- Developer: Harrison Chase
- Release: October 2022
- Stable release: 0.1.16 / 11 April 2024; 2 years ago
- Written in: Python and JavaScript
- Type: Software framework for large language model application development
- License: MIT License
- Website: LangChain.com
- Repository: github.com/langchain-ai/langchain

= LangChain =

Language model application development framework

LangChain is a software framework that helps facilitate the integration of large language models (LLMs) into applications. As a language model integration framework, LangChain's use-cases largely overlap with those of language models in general, including document analysis and summarization, chatbots, and code analysis.

== History ==
LangChain was launched in October 2022 as an open source project by Harrison Chase, while working at machine learning startup Robust Intelligence. In April 2023, LangChain had incorporated and the new startup raised over $20 million in funding at a valuation of at least $200 million from venture firm Sequoia Capital, a week after announcing a $10 million seed investment from Benchmark.

In the third quarter of 2023, the LangChain Expression Language (LCEL) was introduced, which provides a declarative way to define chains of actions.

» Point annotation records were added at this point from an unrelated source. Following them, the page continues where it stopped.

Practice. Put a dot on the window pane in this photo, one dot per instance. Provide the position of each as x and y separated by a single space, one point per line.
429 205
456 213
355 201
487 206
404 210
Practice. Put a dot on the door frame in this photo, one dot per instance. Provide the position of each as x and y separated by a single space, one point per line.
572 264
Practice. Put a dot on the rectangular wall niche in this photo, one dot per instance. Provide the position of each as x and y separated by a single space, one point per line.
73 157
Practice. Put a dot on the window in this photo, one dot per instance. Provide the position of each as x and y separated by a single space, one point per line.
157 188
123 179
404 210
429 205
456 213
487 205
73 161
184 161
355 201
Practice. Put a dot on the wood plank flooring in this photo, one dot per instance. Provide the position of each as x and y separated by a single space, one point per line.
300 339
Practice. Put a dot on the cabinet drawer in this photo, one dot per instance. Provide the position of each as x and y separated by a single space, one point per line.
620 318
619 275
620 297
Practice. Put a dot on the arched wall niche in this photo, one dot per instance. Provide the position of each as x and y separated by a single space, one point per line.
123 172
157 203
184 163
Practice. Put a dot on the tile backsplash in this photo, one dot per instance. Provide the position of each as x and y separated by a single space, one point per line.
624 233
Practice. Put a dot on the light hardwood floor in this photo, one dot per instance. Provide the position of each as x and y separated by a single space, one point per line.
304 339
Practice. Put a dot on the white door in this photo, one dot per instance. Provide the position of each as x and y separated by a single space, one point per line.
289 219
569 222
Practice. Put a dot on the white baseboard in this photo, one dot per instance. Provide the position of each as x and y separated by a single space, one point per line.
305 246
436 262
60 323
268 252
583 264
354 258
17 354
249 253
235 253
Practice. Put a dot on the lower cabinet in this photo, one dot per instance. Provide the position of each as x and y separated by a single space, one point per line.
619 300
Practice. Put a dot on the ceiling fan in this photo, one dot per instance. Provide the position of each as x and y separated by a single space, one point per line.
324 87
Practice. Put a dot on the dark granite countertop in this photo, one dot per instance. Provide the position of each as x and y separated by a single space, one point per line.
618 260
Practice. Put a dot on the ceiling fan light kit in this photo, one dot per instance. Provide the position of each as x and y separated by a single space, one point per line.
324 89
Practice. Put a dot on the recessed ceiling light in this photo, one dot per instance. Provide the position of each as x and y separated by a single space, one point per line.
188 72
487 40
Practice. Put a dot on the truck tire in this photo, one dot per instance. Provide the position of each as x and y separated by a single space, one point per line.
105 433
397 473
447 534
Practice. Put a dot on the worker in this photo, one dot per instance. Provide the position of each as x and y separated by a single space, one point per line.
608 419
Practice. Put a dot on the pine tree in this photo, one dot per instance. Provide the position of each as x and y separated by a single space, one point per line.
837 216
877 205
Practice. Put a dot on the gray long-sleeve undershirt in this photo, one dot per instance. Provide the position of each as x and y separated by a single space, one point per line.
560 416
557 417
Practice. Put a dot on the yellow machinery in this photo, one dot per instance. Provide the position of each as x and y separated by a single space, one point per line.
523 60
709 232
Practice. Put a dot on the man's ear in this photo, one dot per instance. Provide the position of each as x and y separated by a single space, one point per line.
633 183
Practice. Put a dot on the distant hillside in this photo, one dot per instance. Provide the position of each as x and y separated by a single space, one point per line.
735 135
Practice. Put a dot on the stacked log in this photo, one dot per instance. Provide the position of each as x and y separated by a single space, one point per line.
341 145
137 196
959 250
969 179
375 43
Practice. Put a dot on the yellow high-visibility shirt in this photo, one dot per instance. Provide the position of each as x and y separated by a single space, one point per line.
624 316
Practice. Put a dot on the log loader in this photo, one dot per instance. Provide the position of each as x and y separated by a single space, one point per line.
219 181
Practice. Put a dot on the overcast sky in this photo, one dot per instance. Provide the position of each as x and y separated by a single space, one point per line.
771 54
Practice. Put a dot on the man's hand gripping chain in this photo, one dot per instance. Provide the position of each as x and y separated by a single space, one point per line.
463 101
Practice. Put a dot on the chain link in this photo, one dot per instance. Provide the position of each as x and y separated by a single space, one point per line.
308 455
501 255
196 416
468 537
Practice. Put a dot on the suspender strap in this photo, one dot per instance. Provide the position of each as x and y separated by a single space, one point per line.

In October 2023 LangChain introduced LangServe, a deployment tool to host LCEL code as a production-ready API.

In February 2024 LangChain released LangSmith, a closed-source observability and evaluation platform for LLM applications, and announced a US $25 million Series A led by Sequoia Capital. On 14 May 2025 the company launched LangGraph Platform into general availability, providing managed infrastructure for deploying long-running, stateful AI agents.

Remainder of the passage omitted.